La convivencia entre esta familia de pocas palabras es bastante tirante. Anna y Esther no se llevan bien, apenas si se soportan y entre ambas hermanas existe una oscura tensión sexual, cuya manipulación por parte de Esther explotará con la sublevación y renuncia de Anna quien metida en la cama al lado de un amante ocasional tratará de sacudirse el yugo de su hermana mayor.

En todo el filme hay una fijación por el hecho comunicativo y su incapacidad de materializarse. A través de los ojos del niño en el tren vemos la guerra que está afuera, una guerra sin lengua, únicamente hecha de ruidos de tanques y sonidos de vuelos de aviones. En medio de ese afuera bélico, los tres viajeros se detienen en un pueblo de una lengua desconocida. Ni siquiera Esther, cuyo oficio es el de la traducción, logra comunicarse con el único personaje del lugar con el que interactúa, un empleado del hotel donde se alojan. Esther, mujer alcohólica, trata de obtener una botella y le pregunta al empleado si habla francés, inglés o alemán (su pregunta la formula en cada uno de estos idiomas). El hombre sólo atina a esgrimir gestos de desconocimiento.

En ese hotel casi desértico, los tres inquilinos compartirán su estadía con un grupo de enanos españoles que se presentan con su espectáculo en el pueblo. Johan logra establecer contacto con ellos. Solamente el niño, en su exploración de ese mundo adulto, extraño y ajeno que lo rodea establecerá algún tipo de comunicación. Una comunicación basada en miradas, gestos, sonidos y muy pocas palabras.

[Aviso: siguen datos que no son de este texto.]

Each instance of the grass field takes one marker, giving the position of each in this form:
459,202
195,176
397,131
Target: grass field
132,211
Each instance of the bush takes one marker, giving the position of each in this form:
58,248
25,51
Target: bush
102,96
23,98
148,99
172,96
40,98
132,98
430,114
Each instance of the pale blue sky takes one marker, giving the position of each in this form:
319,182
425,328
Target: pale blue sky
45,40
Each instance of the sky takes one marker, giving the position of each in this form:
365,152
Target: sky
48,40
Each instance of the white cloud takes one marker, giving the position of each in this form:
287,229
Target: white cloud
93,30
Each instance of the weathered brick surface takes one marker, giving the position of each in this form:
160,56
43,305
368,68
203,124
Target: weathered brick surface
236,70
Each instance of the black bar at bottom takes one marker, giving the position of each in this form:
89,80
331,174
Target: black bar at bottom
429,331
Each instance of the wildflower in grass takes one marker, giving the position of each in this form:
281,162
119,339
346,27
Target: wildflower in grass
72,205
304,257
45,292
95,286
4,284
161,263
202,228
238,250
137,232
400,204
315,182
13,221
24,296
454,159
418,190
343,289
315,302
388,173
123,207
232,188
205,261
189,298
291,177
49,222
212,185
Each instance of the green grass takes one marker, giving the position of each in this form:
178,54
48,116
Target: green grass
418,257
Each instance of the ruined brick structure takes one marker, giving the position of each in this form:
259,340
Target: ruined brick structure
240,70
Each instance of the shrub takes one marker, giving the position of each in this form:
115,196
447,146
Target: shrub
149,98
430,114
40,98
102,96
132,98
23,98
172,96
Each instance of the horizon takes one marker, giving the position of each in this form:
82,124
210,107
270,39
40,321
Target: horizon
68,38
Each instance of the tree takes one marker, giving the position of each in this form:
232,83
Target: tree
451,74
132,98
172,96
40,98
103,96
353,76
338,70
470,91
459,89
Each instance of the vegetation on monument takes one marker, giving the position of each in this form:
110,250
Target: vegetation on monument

Anna, presa de un calor sexual que la mantiene en un constante refrescarse y en un juego incestuoso con el pequeño Johan, decide salir a recorrer el lugar en búsqueda del apaciguamiento del fogaje y la liberación de su hermana celosa y enferma. Ella logra llevarse un hombre a la cama, un mesonero de un bar, con quien confiesa estuvo por primera vez en una iglesia. Durante el encuentro, en una de las habitaciones del hotel, el hombre no emite una sola palabra. El sexo con un desconocido es la vía para Anna hacer catarsis y poder “pronunciar” el odio hacia su hermana. Sin embargo, su oyente es un sujeto de lengua extranjera, quien no entiende una palabra de las tribulaciones de la mujer.

El silencio entre Anna y Esther sólo conseguirá romperlo, en breves instantes, la música de Johann Sebastian Bach. Su música, amada por Esther, es la única que permite una breve cordialidad familiar en esa escena de perfección casi simétrica donde ambas mujeres intercambian amables palabras y el niño se sienta en medio de las dos, acercándose un poco más a Esther, ante quien se suele mostrar de modo renuente.

Al final, cuando Anna decide partir con Johan, dejando a Esther en un mundo solitario y sin interlocutores, esta última escribirá para Johan unas pocas palabras que ha aprendido de esa lengua extranjera. Esa será su despedida mientras espera que la muerte la sorprenda en una lengua que desconoce.